Il est une heure du matin. Vieux quartier de Naples. Une ruelle étroite, mal éclairée, avec l'odeur de sel et d'ordures du port.
Elle est là, contre le mur. Dix-huit ans. Cheveux sombres à moitié attachés, avec des mèches rebelles sur la nuque. Blouse blanche de la faculté sur une robe sombre. Elle serre ses livres d'anatomie contre sa poitrine comme s'ils étaient un bouclier. Yeux grands, effrayés, mais avec quelque chose qui ne s'éteint pas : une obstination qui ne la quittera pas de toute la nuit. Elle revient de la bibliothèque. Elle ne devrait pas être ici. Elle ne devrait pas être seule. Mais elle est là.
Trois hommes ivres, à l'haleine de vin bon marché, l'ont acculée.

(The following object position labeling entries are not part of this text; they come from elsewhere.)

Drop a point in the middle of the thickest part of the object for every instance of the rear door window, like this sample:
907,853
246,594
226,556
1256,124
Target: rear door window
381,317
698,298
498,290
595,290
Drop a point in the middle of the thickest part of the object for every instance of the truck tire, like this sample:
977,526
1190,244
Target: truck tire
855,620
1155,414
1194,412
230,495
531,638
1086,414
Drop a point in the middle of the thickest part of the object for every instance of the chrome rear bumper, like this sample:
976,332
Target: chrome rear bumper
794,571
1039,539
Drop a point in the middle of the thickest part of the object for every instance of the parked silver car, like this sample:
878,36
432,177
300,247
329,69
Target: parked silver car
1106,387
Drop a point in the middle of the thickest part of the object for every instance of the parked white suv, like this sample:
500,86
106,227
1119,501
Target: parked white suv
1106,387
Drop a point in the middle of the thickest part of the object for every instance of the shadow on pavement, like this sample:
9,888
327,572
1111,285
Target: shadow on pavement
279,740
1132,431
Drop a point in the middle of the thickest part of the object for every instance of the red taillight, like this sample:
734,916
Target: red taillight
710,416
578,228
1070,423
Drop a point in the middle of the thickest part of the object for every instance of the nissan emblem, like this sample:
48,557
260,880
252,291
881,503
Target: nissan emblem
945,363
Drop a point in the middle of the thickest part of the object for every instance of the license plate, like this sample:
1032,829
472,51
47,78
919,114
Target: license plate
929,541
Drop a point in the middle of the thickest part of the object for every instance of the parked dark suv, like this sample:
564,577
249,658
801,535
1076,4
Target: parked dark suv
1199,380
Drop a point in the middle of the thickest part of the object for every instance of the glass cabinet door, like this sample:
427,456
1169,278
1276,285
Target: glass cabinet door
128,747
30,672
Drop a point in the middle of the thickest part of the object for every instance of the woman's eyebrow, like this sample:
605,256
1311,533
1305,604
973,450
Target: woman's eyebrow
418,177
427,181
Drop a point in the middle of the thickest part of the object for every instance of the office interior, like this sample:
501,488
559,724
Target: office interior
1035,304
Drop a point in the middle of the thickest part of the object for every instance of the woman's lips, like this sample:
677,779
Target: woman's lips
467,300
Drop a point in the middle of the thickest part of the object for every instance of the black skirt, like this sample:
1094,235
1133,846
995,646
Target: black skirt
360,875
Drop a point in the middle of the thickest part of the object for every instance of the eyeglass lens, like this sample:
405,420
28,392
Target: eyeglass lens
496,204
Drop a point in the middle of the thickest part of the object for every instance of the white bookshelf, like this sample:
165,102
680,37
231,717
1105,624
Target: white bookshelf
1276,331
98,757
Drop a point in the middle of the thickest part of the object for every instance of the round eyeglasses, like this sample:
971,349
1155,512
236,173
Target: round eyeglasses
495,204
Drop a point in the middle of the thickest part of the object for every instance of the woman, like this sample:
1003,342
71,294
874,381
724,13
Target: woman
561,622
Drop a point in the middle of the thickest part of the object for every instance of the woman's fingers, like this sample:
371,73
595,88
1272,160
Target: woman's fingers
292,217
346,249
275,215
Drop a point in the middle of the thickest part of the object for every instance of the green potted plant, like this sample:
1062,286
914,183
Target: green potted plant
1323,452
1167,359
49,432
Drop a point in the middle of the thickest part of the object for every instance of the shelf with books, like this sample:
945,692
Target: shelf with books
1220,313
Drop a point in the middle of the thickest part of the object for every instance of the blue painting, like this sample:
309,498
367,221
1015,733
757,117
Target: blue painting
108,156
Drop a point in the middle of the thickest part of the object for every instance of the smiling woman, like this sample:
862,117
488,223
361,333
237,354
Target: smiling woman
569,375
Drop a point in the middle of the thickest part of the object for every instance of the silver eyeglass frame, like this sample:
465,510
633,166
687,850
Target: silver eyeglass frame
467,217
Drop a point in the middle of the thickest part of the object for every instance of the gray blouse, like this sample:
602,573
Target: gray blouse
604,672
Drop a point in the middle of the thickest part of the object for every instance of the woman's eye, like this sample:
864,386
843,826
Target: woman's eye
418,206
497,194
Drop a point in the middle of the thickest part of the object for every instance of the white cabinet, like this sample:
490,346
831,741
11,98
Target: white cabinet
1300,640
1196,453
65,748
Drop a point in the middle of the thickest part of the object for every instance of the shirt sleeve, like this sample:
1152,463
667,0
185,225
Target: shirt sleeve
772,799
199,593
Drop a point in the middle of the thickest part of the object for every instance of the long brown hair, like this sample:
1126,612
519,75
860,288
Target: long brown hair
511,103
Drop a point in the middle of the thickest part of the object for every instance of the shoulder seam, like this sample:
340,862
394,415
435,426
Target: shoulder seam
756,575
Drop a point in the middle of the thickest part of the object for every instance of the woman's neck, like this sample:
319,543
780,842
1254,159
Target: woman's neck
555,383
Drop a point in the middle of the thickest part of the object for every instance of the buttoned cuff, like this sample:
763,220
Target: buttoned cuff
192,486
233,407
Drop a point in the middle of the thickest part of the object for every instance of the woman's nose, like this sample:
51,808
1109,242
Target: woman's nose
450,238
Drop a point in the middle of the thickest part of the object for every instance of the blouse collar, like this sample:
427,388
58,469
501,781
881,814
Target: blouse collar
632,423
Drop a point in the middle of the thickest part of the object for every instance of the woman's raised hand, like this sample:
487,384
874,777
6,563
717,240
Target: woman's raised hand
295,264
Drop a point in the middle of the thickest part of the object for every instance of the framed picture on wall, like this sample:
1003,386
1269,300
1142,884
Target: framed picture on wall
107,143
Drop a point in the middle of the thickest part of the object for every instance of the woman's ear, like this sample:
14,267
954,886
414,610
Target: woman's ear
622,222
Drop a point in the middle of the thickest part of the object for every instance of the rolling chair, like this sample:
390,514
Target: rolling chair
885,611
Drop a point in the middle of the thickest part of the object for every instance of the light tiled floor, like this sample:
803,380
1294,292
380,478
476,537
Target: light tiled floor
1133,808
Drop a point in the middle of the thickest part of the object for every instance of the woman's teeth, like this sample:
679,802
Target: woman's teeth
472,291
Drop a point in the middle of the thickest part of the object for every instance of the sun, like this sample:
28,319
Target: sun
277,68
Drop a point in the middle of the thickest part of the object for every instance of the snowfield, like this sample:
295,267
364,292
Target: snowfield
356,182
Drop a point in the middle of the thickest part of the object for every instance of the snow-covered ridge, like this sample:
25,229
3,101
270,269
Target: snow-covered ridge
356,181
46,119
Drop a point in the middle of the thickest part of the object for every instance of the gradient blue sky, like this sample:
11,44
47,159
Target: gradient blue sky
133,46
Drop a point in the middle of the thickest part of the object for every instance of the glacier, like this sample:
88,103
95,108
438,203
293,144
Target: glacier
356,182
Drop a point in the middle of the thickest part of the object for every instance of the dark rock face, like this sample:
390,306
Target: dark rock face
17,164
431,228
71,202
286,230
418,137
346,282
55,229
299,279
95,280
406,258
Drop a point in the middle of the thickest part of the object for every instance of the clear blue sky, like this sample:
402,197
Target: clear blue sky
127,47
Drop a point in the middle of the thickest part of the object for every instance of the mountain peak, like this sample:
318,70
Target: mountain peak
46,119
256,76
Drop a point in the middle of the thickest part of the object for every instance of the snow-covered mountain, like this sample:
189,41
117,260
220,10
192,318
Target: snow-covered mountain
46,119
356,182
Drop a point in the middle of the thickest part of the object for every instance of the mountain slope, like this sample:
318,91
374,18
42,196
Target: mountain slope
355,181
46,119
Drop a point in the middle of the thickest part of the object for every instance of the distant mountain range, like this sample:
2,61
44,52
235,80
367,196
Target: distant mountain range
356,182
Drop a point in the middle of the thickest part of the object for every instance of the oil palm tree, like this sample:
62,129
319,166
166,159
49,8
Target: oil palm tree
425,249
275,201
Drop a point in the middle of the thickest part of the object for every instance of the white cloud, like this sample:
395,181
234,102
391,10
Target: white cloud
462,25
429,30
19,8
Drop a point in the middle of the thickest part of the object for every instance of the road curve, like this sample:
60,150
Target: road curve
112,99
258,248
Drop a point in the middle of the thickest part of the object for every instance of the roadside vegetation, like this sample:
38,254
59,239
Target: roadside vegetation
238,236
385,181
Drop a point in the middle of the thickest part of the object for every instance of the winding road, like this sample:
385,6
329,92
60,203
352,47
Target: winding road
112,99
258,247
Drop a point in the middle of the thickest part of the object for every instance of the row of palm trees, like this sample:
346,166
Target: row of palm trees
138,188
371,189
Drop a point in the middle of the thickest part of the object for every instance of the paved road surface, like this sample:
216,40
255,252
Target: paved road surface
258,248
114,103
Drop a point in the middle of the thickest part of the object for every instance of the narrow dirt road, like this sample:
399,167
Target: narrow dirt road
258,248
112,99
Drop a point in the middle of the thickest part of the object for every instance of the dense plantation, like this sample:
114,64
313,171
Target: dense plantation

—Allez, ne crie pas, on ne va rien te faire de mal. —Dis donc, tu es jolie pour une étudiante. Et qu'est-ce que tu étudies, hein ? La médecine ? Hahaha. —Ne bouge pas, gamine. Ça ne va pas faire mal.
Elle crie. Ils ne l'écoutent pas. L'un d'eux écarte ses cheveux de son visage. Elle pousse. Ça ne sert à rien.
Le rugissement grave d'un V12. Une Rolls-Royce Phantom noire, impeccable, freine brusquement à deux mètres. La carrosserie de six mètres brille sous la lumière du lampadaire comme si elle était mouillée. Les trois se retournent. Ils voient l'emblème. Ils voient qui descend de la voiture.
Un homme d'un mètre quatre-vingt-dix descend de la Phantom. Imposant. Des épaules qui remplissent la veste même si elle est sur mesure. Bras épais, veines marquées sur les poignets quand il serre le poing. Poitrine large, dos carré. Ce n'est pas un culturiste : c'est un homme qui s'entraîne et ça se voit dans chaque muscle. Cheveux sombres, courts, coiffés en arrière avec une raie qui n'est plus si droite. Barbe de trois jours, bien taillée. Peau bronzée. Yeux sombres, presque noirs, qui ne clignent pas. Costume sombre sur mesure, chemise blanche sans cravate, les deux premiers boutons ouverts. Bagues en or à trois doigts. Il marche lentement. Il ne court pas. Il ne crie pas. Il s'arrête à un mètre d'eux. Il les regarde un par un. Comme s'il les jaugeait.
"Laissez-la. Maintenant."
Silence. Le plus grand sourit, s'essuie la bouche avec le dos de la main.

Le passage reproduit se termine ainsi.